展昭经手的案子,只要不是事涉怪力乱神,端木翠一般不会过问,除非展昭主动提及。所以这么些天,她只知展昭忙得很,但究竟忙什么案子,展昭不说,她也没问过。
端木翠脸色一沉:“小青花,你长本事了,真的要追随那个什么白恩公,你不会自己去找吗,干吗要在皇帝的御书房留书陷害人家?万一皇帝是个昏君,不分青红皂白就把那个什么白恩公给砍了头,你岂不是害了人家?”
小青花不吭声。
大胤和小义也不作声了。
“君子成人之美,你那么想追随白恩公,他又在开封府,那你找他去好了,我也不留你。”端木翠托起小青花就往外走,到了门口把它放门槛外头。小青花手足无措,仰起头来眼巴巴地看端木翠,端木翠也不看它,砰一声就把门给关上了。回到桌边坐下,大胤和小义吓得面面相觑。

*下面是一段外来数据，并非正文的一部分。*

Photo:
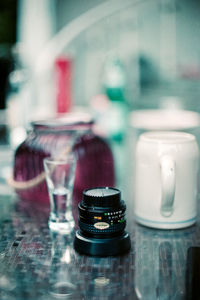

“你们两个,想留就留下,不想留可以走,只一条,不要随便现了本形吓人。”
端木翠的脸色不好看,两只碗你看看我我看看你,最后齐齐看向关着的门。大胤鼓起勇气为小青花求情:“其实……神仙娘娘,青帮主它也挺惦记你的。”
端木翠嗯了一声,脸上看不出什么表情。
“其实,青帮主它也挺好的。”刚才揭了小青花那么多,小义也有点过意不去,“它对神仙娘娘你,从来就没有半句不是的话。青帮主说了,是以为神仙娘娘被妖怪害死了,这才要找那个什么白恩公的……”
端木翠又嗯了一声。
也不知过了多久,她才起身到门边,把门扇打开。
小青花正可怜兮兮地扒着门槛翘以待,见到大门终于打开,又是激动又是伤心,哇啦哇啦泪飞顿作倾盆雨:“主子啊,我不是要追随白恩公啊,白恩公虽然对我恩同再造,但是我对他的感情没有我对主子的感情来得深啊。当时我是以为主子你死了,才明珠暗投、琵琶别抱啊,我要是知道主子你不死我绝对会守节的啊……”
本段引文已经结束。